I directed my steps towards the bazaar and the area Kumkapi. This is an old Armenian quarter, which in the 90's became the place of the exiles from the Balkans and the former Soviet Union. Its upper part is a pile of various stores, while its lower part is a residential area quite poor. There are about ten years, the top was littered with many Cyrillic signs. We still find, but rare, as we always hear speaking Russian or Romanian in the streets. But what are the signs in Arabic that thrive today. The many pay phones, showing the countries to which they provide telephone calls, give an idea of ​​their customers, wide range of Arab countries, Central Asia, some African countries, and a choice of Asian and Eastern European countries.

 

Istanbul-Kumkapi-2.jpg

 

But new exiles are barely visible. A group of Afghans, including children, near the top of the bazaar, some Africans crossed in the street, a few words of Pashtoo heard at a street corner.

 

These exiles are hiding. Reflex of people illegally.
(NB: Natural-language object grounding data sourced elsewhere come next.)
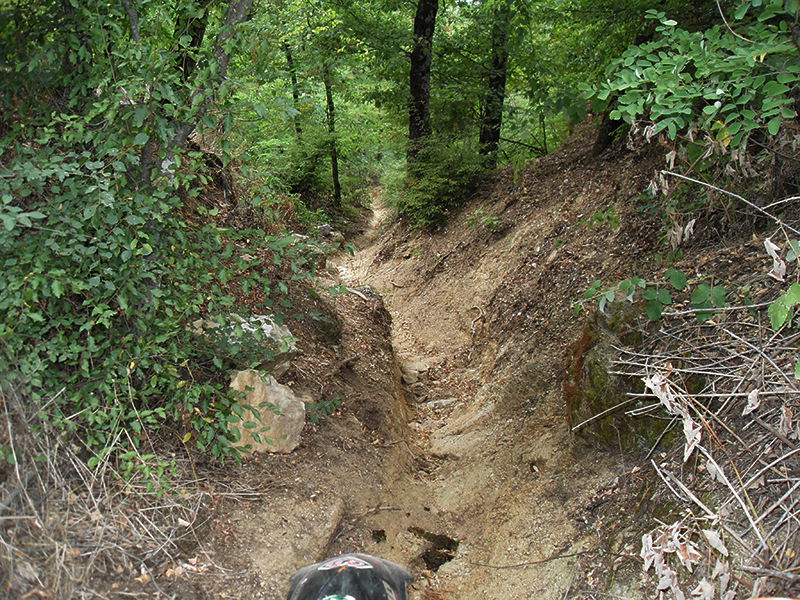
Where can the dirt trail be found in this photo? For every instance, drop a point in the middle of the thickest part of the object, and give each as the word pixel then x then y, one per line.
pixel 461 466
pixel 487 313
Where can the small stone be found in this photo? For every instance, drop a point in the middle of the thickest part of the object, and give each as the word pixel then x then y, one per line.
pixel 262 392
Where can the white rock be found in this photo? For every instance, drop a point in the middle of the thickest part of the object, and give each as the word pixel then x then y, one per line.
pixel 262 392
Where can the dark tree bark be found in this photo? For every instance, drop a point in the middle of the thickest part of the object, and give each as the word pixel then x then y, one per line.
pixel 195 28
pixel 287 52
pixel 419 123
pixel 492 121
pixel 337 189
pixel 236 14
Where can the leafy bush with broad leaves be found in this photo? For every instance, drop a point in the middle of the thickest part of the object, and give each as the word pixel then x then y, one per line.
pixel 103 270
pixel 730 82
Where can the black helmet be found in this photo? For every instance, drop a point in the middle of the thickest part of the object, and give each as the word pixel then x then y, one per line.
pixel 350 577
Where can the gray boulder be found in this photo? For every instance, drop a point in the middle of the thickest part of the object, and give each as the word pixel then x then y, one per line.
pixel 281 414
pixel 250 342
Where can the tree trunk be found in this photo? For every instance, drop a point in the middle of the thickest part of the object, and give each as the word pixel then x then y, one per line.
pixel 287 52
pixel 195 28
pixel 496 89
pixel 337 190
pixel 419 121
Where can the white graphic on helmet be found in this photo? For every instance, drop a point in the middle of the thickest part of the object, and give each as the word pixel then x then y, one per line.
pixel 343 562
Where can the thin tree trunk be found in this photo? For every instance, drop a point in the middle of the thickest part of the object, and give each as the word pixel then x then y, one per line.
pixel 195 28
pixel 419 121
pixel 496 89
pixel 287 52
pixel 337 190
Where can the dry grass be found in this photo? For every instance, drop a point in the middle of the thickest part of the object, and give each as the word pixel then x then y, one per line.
pixel 66 531
pixel 734 470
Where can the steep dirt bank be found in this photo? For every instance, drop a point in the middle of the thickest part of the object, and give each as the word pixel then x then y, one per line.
pixel 451 452
pixel 489 308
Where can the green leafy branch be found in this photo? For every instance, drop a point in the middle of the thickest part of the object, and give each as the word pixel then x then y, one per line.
pixel 705 298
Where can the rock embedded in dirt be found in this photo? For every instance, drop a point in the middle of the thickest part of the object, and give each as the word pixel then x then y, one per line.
pixel 277 432
pixel 263 341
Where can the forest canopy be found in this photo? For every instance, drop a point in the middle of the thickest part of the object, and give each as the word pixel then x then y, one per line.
pixel 116 116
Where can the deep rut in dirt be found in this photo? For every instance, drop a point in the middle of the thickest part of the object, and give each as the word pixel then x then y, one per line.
pixel 461 465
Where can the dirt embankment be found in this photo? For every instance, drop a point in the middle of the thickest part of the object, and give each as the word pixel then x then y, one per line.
pixel 451 453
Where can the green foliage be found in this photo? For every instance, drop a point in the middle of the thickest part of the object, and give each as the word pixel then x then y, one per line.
pixel 601 217
pixel 704 299
pixel 728 85
pixel 439 180
pixel 104 267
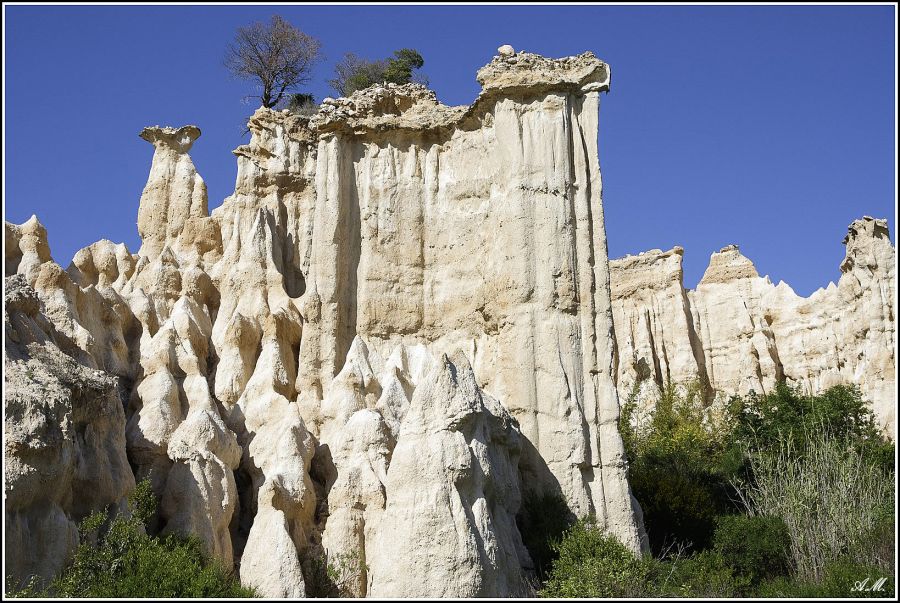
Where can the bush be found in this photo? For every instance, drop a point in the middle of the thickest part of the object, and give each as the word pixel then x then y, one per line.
pixel 592 563
pixel 840 412
pixel 701 575
pixel 757 548
pixel 354 73
pixel 116 558
pixel 831 498
pixel 543 520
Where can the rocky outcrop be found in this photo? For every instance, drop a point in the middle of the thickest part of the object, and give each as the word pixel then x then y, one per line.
pixel 738 332
pixel 63 439
pixel 397 323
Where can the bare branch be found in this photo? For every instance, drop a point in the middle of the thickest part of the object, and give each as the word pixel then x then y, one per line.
pixel 278 55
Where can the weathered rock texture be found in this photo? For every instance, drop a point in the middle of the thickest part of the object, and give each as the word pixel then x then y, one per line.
pixel 398 323
pixel 738 332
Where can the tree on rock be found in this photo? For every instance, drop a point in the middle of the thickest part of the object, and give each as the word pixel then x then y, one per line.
pixel 354 73
pixel 277 55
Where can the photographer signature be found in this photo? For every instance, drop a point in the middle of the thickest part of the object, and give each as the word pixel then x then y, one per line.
pixel 863 585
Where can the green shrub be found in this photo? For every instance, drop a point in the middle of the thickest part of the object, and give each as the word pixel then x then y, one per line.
pixel 757 548
pixel 831 498
pixel 704 574
pixel 354 73
pixel 847 578
pixel 116 558
pixel 786 412
pixel 681 466
pixel 543 520
pixel 592 564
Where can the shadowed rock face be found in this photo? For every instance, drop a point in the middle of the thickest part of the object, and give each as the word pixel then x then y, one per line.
pixel 738 332
pixel 398 322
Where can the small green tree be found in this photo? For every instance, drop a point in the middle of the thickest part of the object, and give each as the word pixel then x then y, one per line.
pixel 354 73
pixel 277 56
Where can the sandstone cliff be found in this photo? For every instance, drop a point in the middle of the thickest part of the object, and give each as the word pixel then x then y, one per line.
pixel 738 332
pixel 398 323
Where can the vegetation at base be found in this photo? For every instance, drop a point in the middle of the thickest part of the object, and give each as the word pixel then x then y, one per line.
pixel 117 558
pixel 778 495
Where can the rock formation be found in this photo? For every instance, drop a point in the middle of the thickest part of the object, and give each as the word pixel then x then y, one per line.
pixel 738 332
pixel 398 323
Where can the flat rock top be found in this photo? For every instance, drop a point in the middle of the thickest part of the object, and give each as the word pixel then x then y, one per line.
pixel 181 139
pixel 728 264
pixel 528 70
pixel 389 106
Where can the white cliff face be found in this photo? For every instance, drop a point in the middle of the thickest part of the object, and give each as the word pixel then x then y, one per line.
pixel 746 333
pixel 398 322
pixel 63 439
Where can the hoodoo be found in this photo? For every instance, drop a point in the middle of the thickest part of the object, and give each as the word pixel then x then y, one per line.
pixel 396 326
pixel 738 332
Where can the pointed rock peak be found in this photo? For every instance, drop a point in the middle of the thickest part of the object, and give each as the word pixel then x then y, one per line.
pixel 728 264
pixel 868 244
pixel 33 226
pixel 179 139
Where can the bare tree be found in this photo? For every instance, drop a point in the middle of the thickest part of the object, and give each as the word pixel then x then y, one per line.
pixel 277 55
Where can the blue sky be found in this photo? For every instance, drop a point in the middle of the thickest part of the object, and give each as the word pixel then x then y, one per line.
pixel 768 126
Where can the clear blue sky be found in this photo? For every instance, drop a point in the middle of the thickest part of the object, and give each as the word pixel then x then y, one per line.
pixel 770 127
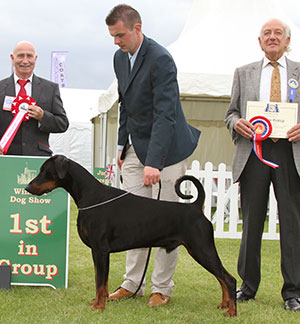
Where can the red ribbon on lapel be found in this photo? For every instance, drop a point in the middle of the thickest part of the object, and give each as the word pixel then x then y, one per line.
pixel 263 129
pixel 19 110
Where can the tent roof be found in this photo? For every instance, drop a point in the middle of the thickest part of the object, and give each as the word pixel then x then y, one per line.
pixel 80 104
pixel 220 36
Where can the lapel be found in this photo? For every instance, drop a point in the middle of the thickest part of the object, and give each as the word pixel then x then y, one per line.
pixel 292 73
pixel 255 76
pixel 138 62
pixel 36 88
pixel 10 89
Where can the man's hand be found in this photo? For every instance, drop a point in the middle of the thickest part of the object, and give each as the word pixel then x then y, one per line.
pixel 151 176
pixel 244 128
pixel 35 112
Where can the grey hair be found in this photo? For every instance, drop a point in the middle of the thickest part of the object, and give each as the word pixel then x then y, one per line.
pixel 287 30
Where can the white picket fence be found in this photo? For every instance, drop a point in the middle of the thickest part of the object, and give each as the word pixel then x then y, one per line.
pixel 222 203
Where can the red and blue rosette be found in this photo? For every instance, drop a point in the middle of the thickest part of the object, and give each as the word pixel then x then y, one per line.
pixel 19 109
pixel 263 129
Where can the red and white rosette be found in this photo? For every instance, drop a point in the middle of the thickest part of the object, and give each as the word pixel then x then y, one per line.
pixel 263 129
pixel 19 109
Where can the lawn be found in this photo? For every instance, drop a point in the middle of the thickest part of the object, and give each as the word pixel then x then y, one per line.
pixel 195 296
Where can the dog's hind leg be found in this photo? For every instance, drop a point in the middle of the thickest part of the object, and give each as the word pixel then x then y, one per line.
pixel 101 263
pixel 200 245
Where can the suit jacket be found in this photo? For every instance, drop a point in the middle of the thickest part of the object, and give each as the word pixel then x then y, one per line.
pixel 246 85
pixel 32 137
pixel 150 109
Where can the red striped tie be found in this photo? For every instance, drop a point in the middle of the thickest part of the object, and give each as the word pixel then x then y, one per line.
pixel 22 91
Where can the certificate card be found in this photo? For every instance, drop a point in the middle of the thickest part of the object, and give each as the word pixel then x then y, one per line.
pixel 282 115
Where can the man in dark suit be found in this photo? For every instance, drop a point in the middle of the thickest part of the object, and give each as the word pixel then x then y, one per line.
pixel 48 116
pixel 154 139
pixel 252 82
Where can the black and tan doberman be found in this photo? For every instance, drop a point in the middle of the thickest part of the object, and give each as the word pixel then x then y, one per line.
pixel 109 221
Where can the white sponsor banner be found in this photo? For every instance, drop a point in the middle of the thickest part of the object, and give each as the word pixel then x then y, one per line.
pixel 58 68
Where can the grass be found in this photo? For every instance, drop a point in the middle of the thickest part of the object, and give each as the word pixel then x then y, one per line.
pixel 195 296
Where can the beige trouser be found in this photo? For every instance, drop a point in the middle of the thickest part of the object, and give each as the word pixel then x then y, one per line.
pixel 165 263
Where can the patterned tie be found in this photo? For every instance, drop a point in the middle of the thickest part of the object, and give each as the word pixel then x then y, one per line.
pixel 275 95
pixel 22 91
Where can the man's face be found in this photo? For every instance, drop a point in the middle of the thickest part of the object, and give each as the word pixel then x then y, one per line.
pixel 24 58
pixel 127 39
pixel 273 40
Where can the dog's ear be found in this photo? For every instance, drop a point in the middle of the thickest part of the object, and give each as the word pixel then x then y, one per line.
pixel 61 165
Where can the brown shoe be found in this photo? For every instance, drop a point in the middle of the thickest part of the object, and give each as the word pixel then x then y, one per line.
pixel 157 299
pixel 119 294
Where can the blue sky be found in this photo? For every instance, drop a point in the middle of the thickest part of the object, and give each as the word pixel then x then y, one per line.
pixel 78 27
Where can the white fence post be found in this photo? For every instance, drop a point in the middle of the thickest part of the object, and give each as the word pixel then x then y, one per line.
pixel 218 187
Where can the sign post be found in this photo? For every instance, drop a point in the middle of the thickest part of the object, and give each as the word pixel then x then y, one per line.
pixel 34 230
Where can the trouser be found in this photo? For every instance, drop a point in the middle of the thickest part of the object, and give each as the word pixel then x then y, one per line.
pixel 254 184
pixel 165 263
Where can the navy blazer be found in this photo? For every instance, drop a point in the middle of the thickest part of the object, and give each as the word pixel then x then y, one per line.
pixel 32 139
pixel 150 108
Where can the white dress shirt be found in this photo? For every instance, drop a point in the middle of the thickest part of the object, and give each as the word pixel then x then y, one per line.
pixel 266 75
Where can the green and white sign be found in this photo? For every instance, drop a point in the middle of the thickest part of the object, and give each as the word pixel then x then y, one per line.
pixel 34 230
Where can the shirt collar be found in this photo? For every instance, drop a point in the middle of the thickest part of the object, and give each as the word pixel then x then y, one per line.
pixel 133 57
pixel 281 61
pixel 16 78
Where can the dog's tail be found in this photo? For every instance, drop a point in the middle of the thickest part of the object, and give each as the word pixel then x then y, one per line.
pixel 201 193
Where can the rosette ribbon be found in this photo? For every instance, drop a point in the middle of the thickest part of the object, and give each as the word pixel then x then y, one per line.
pixel 19 109
pixel 263 129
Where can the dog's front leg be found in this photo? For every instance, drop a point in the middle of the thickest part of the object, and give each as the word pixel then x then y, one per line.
pixel 101 263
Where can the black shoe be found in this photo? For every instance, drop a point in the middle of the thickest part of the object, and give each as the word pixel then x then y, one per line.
pixel 292 304
pixel 241 296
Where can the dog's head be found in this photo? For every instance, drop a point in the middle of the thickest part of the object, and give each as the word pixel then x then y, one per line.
pixel 52 173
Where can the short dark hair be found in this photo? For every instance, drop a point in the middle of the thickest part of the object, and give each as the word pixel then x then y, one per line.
pixel 123 12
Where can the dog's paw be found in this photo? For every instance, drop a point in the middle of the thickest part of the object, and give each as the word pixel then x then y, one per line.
pixel 223 305
pixel 230 313
pixel 98 307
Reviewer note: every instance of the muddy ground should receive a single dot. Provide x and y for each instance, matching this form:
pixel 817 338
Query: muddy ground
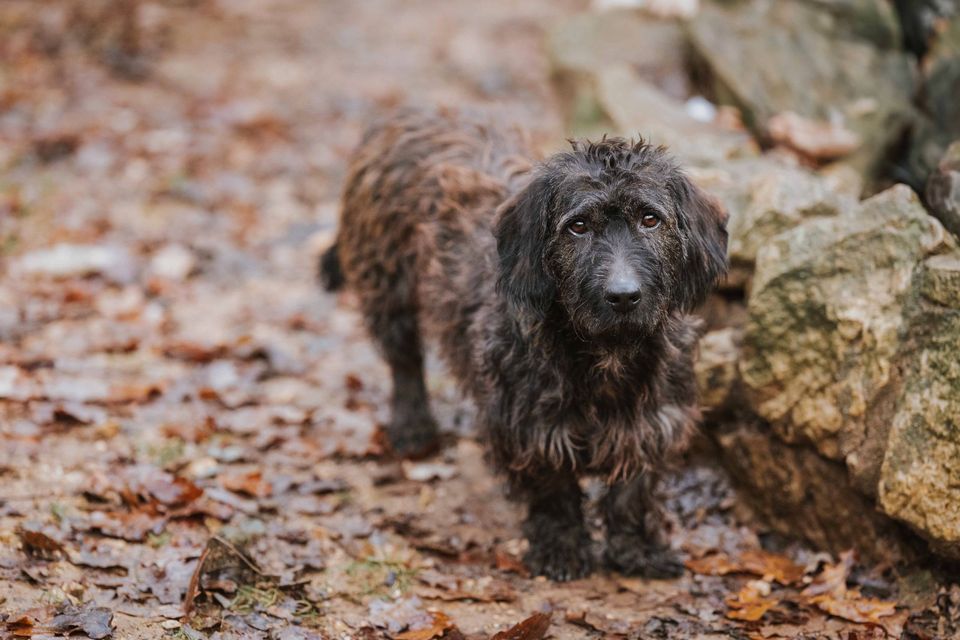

But also fear of racist attacks, which are not uncommon, even if there is no organized racist groups here as in Greece. Especially afraid of the police, in a context where not only it can be violent, but where there is arbitrary and where the police simply rob the exiles.

 

A young exile pay their purchases in a grocery store with a banknote of 200 lire (about 100 euros). The merchant does not give him his money back. He protests. Bystanders beat him. He goes to the police station to complain. The police took him away in a remote area and beat him again.

 

Or the police arrest an exile, he took the money he has on him, and if he protests they put him in jail for various reasons - the judges generally follow the police.

 

The exiles, however, tend to be more visible - or less invisible - even outside their neighborhoods - a sign perhaps of an early installation. Some of them, who have not had the opportunity to continue their journey, have been there for many years. So it's a fairly close to that seen in Greece, except in Turkey even after 10 years the exiles always design their stay as temporary. The installation becomes a fact, but is not assumed.

 

Their presence does not debate in Turkish society, where there is more discussion on internal migration, including Kurds, a more sensitive topic.

 

Applications for asylum are processed by the UNHCR, in a rather slow, the prospect being the resettlement of those who are recognized as refugees in another country - Australia, Canada, United States. These countries set quotas and criteria that bring about the relocation can occur after a few months for some or years for others. In the meantime, the refugees are relegated in outlying towns where they have few opportunities for integration.

 

For them the prospect is also to leave.